Two weeks ago, a bottle of Rémy Martin cognac — called the Louis XIII Grande Champagne Très Vieille Age Inconnu — sold for 50,000 euros (US$70,155); it was the highest price ever paid for a Rémy Martin.
The Rémy Martin cognac, a brand owned by French winemaker Rémy Cointreau, was on display alongside other fine spirits and wines such as a bottle of Royal Salut Tribute to Honour whiskey, which went for 278,000 Singapore dollars (US$219,964).The buyer was unidentified, but the bottle fetched its list price at a first-ever invite-only sales exhibition of alcohol in Singapore, “Master of Spirits,” organized by DFS, the Hong Kong-based duty-free retailer. Lynn A. Arce, a DFS consumer-marketing vice president, said the company plans to hold more such sales exhibits in the future.
Augustin Depardon, a global marketing director at Rémy Martin, says that the company decided to open its heritage cellars — a rare cache of its “oldest and most refined” eaux-de-vie (fruit brandies) — for the Singapore sale because it is “a cosmopolitan city known for attracting passionate collectors.” Apart from a 2005 exhibition in Shanghai, this is the only time that Rémy Cointreau has sold a heritage-cellar bottle of brandy in Asia.
He tells us why the Louis XIII de Rémy-Martin was valued at 50,000 euros.
A true cognac: In the world of alcoholic spirits, only a specific kind of brandy, which is made from white grapes, can be called cognac. Mr. Depardon, who is based in France, says the term refers to brandy from the French region of Cognac that has been distilled twice in copper stills made in the French region of Charente and is then blended by a cellar master. It must be aged for at least two and a half years and possess an alcoholic content of at least 40%. Regular brandy is typically aged for at least six months and contains 36% alcohol.
Provenance and age: The Rémy Martin cognac was marketed as consisting of “a century in a bottle”: It was one of a series of cognacs bottled for a 1938 royal banquet at the opulent Château de Versailles that King George VI and Queen Elizabeth attended (parents of the current Queen of England). Mr. Depardon notes that some of the eaux-de-vie blended to form this particular cognac date back to the middle of the 19th century.
Timeliness: Mr. Depardon says he thinks it was a “fortunate coincidence” that the cognac went on sale shortly after the movie “The King’s Speech” won Best Picture at the Oscars in late February. Rémy-Martin’s marketing department played up the cognac’s link to the movie, which starred Colin Firth as the stammer-prone King George VI (the actor won Academy Award Best Actor for his performance). Even so, it is a stretch to suggest — as the press materials did — that the cognac “may have been what left George VI speechless.”

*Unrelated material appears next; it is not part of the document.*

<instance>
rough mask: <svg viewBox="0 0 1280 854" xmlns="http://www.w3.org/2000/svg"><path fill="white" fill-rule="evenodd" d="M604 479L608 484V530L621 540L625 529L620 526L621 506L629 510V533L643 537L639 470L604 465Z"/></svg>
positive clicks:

Exclusivity: Mr. Depardon says that the price reflects the cognac’s “value of rarity.” The carafe of cognac sold at the DFS exhibit was one of the few remaining in Rémy-Martin’s heritage cellars, which holds the “rarest and most delicate eaux-de-vie” in the brand’s collection since it was first bottled in 1874. He declined to reveal how many bottles remain in the heritage cellars.
Packaging: The crystal carafe of cognac comes with some history. It is based on the design of a 16th-century metal flask, says Mr. Depardon, discovered by a vine grower in 1850 in a battlefield near Cognac, the French town from which the spirit draws its name. For the sale, the decanter was placed in a jewelry box made from lacquered rosewood and leather embossed with an ostrich-skin pattern.
Ingredients: More than 1,200 brandies were blended to form this cognac. The ugni blanc,colombard and folle blanc grapes used to make them were harvested in the Grande Champagne area, which Mr. Depardon says possesses the “most prestigious” vineyards in Cognac.